「どの家を買ったらいい?」の質問に、未来のAIでも「正しい答え」を出せないワケ
もともと囲碁は非常に複雑で、直観的な判断を要求されることの多いゲームであり、その世界チャンピオンは直観に強い思考回路を持っていたはずだ。一方で、AIは過去の膨大なデータから、最も勝つ確率を高める次の一手を計算することはできても、今まで経験したことのない一手に対する適切な対応は取れなかったということだ。 ここにこそ、AI時代を生きていく現代人の思考法に向けたヒントがある。 ● AI時代を生き抜くためには 直感的思考が重要になる 過去に前例のない事態を迎えた時には、その出来事の「意味」を考えて、過去の意味記憶ネットワークに落とし込んで新たな解釈を加えていく直観的思考が重要になってくるだろう。そして、さらにそれを柔軟に変えていける人がAI時代にはますます求められてくるはずだ。 囲碁がいかに複雑なゲームだとは言え、きっちりと決まったルールの中で、相手はただ一人と対戦するわけである。多要素からなる実社会で不特定多数の人間を相手に展開する活動においては、それとは比較にならないくらいの複雑性があり、過去の学習データを超えた創造性こそが勝ち抜く条件となってくる。そして、その創造性から得た新たな経験さえも、どんどんネットワークに加えて変えていける力が求められる。 それを生み出す方法が、脳を広く使った直観的思考なのである。 ● 肉体を持たないAIには 意思決定のベース「情動」がない AIは身体を持たないので、情動が生まれない。重要なのは、「情動記憶」と結びついた経験知がもたらす「なにをやりたいか?」という思いである。 不確定な要素が多いことに関して、意思決定をする時にはこの指向性が重要になる。

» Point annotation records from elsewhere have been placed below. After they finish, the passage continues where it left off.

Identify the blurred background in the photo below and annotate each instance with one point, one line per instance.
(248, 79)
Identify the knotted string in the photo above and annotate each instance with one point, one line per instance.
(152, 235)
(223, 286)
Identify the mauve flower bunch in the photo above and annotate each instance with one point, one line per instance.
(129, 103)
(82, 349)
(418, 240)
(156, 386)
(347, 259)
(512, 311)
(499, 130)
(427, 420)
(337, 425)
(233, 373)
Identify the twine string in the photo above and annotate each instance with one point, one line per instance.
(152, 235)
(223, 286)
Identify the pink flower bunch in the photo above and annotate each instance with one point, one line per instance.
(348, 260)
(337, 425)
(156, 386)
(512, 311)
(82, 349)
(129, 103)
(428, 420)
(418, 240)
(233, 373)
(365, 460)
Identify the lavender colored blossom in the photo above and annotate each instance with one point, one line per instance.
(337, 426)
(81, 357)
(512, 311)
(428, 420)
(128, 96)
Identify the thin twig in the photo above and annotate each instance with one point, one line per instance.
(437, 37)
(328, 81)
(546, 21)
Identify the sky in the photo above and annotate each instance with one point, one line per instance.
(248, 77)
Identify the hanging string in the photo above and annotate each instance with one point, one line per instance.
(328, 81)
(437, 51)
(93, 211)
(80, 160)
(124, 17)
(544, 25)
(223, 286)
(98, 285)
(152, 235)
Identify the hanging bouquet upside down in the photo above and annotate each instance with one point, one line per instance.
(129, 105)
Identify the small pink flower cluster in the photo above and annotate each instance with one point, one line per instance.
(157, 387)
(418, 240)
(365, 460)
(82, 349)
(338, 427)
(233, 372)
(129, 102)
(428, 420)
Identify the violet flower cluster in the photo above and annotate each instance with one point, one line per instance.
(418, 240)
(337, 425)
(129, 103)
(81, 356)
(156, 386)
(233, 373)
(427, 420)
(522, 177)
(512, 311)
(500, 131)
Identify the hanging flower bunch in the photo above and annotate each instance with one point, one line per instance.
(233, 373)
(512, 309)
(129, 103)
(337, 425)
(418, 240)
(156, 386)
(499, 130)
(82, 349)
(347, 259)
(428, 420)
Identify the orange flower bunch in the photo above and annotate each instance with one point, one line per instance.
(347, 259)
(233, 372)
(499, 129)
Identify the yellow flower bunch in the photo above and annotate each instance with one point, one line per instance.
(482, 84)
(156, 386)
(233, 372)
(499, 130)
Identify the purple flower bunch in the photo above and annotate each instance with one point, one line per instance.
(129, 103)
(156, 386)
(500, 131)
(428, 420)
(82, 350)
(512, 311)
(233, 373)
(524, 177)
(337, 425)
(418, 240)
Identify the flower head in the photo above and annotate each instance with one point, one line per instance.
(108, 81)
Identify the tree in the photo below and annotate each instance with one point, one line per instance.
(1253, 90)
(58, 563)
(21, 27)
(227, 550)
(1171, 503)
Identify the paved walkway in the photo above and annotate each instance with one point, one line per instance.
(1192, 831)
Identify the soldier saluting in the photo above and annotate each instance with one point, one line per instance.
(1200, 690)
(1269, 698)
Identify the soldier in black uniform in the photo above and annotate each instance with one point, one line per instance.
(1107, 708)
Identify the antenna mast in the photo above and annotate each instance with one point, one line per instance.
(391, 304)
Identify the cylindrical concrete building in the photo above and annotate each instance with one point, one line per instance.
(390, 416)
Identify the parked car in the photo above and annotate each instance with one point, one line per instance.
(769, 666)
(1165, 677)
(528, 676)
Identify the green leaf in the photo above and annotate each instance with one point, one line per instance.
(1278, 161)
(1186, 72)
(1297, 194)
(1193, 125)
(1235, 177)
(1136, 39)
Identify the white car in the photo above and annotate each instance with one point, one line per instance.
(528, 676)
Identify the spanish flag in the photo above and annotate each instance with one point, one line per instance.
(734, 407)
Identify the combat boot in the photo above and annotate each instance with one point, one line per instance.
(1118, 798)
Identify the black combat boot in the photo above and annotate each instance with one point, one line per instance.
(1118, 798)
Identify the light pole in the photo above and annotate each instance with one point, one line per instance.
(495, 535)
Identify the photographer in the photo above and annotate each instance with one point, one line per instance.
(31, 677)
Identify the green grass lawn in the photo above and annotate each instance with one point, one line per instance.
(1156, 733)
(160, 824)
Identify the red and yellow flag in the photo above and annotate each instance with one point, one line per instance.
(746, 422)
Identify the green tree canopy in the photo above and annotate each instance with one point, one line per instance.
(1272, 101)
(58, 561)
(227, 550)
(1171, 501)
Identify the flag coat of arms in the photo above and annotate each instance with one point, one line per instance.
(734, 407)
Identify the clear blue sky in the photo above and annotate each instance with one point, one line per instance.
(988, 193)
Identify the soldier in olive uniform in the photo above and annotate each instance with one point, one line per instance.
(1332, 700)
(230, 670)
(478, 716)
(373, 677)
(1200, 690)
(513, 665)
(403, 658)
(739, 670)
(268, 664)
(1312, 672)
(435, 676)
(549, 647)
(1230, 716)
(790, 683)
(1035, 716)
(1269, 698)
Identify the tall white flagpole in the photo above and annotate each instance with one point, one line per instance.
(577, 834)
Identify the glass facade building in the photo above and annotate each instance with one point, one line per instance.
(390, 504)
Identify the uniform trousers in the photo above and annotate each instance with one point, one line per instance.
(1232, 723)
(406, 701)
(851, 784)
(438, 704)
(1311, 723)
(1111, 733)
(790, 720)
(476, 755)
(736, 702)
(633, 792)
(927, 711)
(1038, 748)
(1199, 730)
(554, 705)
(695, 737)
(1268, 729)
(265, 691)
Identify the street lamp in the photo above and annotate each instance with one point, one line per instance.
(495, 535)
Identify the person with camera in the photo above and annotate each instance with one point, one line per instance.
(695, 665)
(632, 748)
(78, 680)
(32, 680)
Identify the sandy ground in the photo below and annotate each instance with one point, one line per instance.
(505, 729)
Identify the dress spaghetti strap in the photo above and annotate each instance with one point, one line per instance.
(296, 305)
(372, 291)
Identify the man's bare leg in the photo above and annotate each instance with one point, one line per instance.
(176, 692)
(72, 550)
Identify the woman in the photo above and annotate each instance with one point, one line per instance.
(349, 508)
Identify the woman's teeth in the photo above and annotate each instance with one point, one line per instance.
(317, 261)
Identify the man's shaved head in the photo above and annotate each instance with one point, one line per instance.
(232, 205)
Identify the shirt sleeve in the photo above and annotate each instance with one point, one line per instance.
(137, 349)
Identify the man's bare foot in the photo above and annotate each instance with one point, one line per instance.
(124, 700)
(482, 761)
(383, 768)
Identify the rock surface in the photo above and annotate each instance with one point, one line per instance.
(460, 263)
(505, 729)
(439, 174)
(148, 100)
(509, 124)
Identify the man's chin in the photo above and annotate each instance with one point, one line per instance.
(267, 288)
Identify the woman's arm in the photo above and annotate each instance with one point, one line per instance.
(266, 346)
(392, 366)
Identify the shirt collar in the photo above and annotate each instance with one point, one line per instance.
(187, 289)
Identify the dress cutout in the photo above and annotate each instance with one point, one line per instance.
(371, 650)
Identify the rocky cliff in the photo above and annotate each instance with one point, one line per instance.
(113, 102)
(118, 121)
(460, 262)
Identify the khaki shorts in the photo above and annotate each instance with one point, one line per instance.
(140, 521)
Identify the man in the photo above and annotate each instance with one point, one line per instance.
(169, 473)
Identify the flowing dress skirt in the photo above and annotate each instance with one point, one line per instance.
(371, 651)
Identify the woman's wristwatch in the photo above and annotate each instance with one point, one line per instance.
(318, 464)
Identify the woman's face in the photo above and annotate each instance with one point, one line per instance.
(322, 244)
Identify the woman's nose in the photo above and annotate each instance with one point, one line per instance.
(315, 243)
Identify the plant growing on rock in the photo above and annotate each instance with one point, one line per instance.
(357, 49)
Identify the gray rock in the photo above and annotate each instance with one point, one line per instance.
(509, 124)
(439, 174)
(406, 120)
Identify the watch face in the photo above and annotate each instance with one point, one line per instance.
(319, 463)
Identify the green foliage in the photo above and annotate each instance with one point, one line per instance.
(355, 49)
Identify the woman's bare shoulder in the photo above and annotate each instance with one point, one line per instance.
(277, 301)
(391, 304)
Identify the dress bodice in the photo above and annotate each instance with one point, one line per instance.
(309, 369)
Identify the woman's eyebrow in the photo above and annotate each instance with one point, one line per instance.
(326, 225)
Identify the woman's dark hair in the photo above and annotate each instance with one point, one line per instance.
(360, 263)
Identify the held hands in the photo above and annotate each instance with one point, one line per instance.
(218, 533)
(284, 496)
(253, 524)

例えば、家を買う場合でも、考慮する要素は近隣の住宅価格の相場の他、自分の仕事・収入はこの後どうなるのか、ローンの金利はどうなるか、どういう隣人たちと出会うのか、周辺地域の開発はどうなっていくかなど、不確定で予測困難なことが多い。当然ながら、データのみで理論的に決めたところで正しい答えなど出ないだろう。 「家を買う」という多くの人が経験する意思決定を例として出したのは、結局「自分はどうしたいのか」といった情動面の占める割合の高い領域だからだ。みんな「この家が気に入った」「この土地には昔からあこがれていた」「子供のために良い環境が欲しい」などといった思いで決めているはずだ。 長年の情動が無意識の中で形作った「自分はどうしたい」という情動記憶のネットワークが決めているのである。 身体とつながった人間の脳には、食欲や性欲、承認欲求などがあり、ごちそうや好みのタイプの異性を欲しがり、褒められれば喜んでまた同じことをやりたくなる。 考えてみれば、これら基本的欲求が人間の行動をほとんど決めてしまっているのだが、当然AIには身体がないため、これらを欲しがることはない。また、人間の基本的欲求には新奇性の追求や好奇心があるわけだが、身体を持たないAIには存在しない欲求であるため、AIは自ら進んで未知の難題に取り組んでいくこともないだろう。 このようにAIには情動がないので、何をやりたいか、という指向性は生まれてこない。「何のために」「何をやりたい」という生物として最も重要な点は全て我々人間の手にあるわけであるから、AIに対してむやみに恐れたり、過剰に礼賛する必要もない。過去のデータをほぼ全て網羅してくれる、という革命的なこの技術を余すことなく活用していくべきだろう。 何をやりたいのか、目的をはっきりと持った人間にとって、AIはこの上なく有用な相棒となるはずだ。裏を返せば、何もやりたいことを持たない人はAIに仕事を奪われ、AIに使われるような立場になってしまう可能性があるだろう。